Emma and Clementine are two best friends in their late twenties who are juggling their hectic work and personal lives while still trying to pursue their dreams in London. Emma’s true calling is being a writer, validated by the growing number on the blog she keeps, but she is stuck at a menial corporate job at an advertising firm to pay her bills. Clementine has recently returned from studying screenwriting in New York and is now temporarily staying at her parents’ house, something that her siblings never let her forget. She is coming to terms with the reality that despite her foreign education, she is barely eligible for anything other than bar work. Emma and Clem share their personal and professional grievances with each other over pints while secretly envying the other’s life.

Berry manages to capture the essence of characters that have been brought up on boundless optimism and are just beginning to realize that dreams alone cannot sustain them. Both Emma and Clem are at that critical juncture in adulthood where they have to make a tradeoff between following their ambition and being practical about their resources. This is a very realistic portrayal of millennials caught between conflicting ideals – following their passions and maintaining an upper-class lifestyle. Modern life in London is vividly brought to life from cringe-worthy encounters, crippling housing crisis to weird hen-dos.

In the last year or so novels about unsettled and imperfect female protagonists, particularly those exploring adolescent friendships between girls, have been all the rage. What I liked about this book was how it dealt with the enduring friendships of grown women at the end of their twenties and the integral part old friends play at this stressful stage of life. Berry depicts the interesting dynamics between Emma, Clem and their frenemy, Yasmin, with disarming insight and wit.

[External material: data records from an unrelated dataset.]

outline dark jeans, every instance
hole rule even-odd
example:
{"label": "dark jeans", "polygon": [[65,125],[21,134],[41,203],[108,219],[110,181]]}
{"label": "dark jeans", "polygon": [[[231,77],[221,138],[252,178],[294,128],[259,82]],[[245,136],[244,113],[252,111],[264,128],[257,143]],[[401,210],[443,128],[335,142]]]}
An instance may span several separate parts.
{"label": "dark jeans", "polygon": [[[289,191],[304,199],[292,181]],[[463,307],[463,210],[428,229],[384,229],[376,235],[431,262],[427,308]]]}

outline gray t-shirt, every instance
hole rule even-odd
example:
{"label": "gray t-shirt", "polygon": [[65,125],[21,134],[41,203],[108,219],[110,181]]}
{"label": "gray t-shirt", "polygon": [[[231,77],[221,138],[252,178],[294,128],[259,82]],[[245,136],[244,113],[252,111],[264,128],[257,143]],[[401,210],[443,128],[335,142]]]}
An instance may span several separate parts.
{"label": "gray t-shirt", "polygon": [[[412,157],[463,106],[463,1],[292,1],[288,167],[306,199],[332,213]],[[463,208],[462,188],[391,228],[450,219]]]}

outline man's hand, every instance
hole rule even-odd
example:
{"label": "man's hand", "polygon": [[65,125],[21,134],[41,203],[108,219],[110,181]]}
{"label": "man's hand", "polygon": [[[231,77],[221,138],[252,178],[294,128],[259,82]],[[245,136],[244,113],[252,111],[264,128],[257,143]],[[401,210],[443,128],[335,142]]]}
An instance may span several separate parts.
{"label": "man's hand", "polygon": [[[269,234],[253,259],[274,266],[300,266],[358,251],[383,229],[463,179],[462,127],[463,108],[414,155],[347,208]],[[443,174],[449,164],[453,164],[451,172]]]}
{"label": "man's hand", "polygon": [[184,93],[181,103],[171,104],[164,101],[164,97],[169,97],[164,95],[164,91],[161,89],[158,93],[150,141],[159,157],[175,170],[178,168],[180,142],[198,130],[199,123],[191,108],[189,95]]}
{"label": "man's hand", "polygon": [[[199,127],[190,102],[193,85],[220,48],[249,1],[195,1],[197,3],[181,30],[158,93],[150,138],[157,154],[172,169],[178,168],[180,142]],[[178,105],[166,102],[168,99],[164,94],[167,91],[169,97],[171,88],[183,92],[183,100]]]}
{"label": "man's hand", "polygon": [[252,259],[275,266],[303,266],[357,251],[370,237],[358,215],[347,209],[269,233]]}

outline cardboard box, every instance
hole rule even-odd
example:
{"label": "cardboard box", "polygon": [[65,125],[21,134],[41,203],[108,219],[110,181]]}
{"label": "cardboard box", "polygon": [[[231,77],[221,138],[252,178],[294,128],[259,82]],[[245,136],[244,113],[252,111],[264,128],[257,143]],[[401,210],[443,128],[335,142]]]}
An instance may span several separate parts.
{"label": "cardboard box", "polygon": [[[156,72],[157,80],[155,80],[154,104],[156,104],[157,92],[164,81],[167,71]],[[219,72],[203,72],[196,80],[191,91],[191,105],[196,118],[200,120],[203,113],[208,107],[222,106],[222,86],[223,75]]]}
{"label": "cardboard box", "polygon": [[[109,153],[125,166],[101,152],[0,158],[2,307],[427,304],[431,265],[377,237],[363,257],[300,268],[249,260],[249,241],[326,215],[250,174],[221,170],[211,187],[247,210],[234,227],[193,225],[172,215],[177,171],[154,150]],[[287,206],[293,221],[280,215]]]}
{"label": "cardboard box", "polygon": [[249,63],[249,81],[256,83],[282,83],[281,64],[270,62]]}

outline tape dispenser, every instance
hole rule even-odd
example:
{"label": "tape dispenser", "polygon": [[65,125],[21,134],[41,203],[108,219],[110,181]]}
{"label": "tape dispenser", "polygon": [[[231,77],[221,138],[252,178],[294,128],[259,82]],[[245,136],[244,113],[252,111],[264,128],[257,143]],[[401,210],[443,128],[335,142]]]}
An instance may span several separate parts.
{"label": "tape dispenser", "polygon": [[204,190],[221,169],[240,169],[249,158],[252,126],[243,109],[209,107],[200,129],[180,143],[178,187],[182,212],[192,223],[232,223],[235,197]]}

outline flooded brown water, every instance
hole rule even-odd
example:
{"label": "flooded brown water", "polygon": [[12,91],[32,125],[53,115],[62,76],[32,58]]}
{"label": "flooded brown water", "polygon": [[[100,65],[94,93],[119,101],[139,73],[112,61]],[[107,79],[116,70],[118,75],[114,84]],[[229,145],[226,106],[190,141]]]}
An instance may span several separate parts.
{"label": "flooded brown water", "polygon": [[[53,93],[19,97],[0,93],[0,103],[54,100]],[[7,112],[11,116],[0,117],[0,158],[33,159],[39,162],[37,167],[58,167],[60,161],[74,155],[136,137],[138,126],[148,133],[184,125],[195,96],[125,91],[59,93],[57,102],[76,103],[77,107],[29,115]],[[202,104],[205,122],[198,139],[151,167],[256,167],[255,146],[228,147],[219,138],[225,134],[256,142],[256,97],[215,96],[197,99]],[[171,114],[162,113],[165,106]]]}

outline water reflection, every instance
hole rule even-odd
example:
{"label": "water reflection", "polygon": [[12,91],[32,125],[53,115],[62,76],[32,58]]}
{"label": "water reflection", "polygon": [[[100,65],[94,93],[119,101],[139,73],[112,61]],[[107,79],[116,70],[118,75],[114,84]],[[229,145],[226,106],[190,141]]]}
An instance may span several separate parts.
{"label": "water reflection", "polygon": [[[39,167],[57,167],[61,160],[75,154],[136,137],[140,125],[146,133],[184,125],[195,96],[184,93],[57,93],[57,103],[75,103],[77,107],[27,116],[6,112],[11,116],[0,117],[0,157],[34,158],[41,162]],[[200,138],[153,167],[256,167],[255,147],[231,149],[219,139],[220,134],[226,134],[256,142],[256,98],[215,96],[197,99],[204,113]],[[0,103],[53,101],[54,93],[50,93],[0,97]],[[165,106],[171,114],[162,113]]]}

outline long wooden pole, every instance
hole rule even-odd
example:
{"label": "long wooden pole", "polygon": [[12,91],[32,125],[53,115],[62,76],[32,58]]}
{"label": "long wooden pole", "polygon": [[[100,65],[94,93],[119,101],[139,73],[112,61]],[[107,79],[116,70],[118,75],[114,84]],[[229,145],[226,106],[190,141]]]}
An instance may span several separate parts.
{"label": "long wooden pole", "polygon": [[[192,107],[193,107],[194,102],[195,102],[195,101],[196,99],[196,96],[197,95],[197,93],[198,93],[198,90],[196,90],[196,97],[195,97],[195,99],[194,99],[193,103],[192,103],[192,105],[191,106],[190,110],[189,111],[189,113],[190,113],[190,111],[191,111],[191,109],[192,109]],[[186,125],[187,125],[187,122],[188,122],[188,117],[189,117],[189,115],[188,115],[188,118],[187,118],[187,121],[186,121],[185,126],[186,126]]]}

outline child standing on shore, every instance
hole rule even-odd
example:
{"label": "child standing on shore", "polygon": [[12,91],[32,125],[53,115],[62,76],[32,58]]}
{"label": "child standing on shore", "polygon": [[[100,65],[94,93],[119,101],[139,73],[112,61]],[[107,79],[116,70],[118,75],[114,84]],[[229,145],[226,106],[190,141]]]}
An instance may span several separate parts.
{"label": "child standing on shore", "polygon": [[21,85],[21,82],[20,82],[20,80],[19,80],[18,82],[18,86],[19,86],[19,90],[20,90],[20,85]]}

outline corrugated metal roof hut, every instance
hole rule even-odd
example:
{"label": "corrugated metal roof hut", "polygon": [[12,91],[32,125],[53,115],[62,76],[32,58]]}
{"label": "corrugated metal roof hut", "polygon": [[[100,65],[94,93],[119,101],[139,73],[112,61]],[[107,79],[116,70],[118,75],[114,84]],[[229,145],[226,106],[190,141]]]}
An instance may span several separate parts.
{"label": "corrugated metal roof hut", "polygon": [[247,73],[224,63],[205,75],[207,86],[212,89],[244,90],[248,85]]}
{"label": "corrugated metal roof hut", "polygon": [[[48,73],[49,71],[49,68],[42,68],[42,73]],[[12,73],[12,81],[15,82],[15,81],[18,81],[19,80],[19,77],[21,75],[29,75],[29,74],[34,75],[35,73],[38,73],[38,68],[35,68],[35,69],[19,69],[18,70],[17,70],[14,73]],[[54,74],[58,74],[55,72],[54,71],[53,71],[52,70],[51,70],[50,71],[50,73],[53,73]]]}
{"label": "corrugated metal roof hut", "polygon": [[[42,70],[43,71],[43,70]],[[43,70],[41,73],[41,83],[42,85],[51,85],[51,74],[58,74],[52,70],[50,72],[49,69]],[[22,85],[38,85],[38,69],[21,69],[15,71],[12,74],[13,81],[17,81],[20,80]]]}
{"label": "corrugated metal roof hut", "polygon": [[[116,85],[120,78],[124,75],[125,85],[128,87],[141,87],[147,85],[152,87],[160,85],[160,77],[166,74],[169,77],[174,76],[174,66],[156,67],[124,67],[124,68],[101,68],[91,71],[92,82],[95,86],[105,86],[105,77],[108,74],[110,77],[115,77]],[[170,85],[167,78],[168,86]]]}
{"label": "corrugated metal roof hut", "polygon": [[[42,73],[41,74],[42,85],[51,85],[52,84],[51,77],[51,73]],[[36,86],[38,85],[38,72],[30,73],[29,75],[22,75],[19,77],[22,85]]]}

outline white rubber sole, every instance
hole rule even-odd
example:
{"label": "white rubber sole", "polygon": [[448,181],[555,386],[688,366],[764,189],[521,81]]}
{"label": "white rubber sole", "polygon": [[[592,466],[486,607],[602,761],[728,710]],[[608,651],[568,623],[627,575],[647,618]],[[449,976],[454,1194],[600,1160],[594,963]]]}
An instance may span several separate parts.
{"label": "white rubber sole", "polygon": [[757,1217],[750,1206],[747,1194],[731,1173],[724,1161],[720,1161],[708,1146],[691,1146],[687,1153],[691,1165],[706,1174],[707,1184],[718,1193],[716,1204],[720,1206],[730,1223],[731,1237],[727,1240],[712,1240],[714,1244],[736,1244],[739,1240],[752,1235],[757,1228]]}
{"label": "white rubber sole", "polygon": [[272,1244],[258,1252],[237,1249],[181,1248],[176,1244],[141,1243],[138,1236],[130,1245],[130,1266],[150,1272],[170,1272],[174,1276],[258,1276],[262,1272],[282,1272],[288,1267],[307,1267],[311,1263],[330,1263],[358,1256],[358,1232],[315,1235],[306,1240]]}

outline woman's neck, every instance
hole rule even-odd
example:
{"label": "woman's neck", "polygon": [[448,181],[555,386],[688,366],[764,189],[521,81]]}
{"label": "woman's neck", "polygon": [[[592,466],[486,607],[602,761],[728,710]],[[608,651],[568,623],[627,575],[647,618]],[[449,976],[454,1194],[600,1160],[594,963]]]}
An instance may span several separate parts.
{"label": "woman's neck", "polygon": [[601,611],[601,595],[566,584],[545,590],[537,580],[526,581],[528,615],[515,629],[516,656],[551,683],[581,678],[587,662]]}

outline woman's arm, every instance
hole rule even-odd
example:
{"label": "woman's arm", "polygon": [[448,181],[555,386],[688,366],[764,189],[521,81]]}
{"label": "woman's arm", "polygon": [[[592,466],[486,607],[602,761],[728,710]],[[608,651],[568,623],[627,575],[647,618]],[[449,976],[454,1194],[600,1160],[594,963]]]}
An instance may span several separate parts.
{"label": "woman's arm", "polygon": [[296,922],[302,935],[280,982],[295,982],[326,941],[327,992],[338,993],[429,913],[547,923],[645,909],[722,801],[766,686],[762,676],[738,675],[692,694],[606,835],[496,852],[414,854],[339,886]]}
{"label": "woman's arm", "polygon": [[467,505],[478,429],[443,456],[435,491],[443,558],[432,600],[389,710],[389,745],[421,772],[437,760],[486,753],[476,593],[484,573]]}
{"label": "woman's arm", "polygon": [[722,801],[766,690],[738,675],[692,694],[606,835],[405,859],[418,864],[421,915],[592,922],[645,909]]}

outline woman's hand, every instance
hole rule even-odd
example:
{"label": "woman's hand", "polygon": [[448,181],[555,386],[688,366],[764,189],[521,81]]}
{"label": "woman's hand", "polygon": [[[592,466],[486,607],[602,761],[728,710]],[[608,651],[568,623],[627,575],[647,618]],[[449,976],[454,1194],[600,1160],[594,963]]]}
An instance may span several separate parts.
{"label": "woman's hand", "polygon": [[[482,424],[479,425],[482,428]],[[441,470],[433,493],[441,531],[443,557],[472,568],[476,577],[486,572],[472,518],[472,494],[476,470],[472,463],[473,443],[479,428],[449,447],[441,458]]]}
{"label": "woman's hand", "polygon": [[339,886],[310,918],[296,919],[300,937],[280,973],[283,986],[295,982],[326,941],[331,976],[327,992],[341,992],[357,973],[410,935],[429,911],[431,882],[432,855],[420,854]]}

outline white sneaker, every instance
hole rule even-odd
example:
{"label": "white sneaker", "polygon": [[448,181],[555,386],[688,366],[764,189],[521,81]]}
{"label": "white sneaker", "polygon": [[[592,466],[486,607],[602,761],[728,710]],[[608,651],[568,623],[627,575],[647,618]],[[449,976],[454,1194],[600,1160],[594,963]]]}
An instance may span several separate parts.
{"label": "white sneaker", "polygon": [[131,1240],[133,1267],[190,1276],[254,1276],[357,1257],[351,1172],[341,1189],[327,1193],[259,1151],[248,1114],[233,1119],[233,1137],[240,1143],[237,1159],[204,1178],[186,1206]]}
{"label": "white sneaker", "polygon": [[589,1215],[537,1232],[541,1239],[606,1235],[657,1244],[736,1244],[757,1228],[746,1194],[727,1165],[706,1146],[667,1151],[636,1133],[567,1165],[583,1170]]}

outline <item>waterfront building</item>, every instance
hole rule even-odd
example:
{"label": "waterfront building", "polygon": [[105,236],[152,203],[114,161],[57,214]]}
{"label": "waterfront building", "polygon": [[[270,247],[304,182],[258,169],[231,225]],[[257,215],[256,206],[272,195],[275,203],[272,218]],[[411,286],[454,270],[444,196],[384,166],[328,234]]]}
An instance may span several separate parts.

The most entertaining sections of the book are Emma’s workplace stories full of the barrage of work emails filled with diplomatic, passive-aggressive rules and the complex workplace politics. This book is full of mortifying run-ins and awkward situations which will seem all too familiar to any working woman on the cusp of entering her thirties. Berry has her fingers on the pulse of contemporary culture and satirizes everything from the minds behind the hip ‘quirky’ magazines to superfluous corporate jargon. The protagonists can seem a bit whiny at times, especially since they do spend an awful lot for people with meagre earnings, but the hilariously candid and snarky writing makes this razor-sharp debut a winner.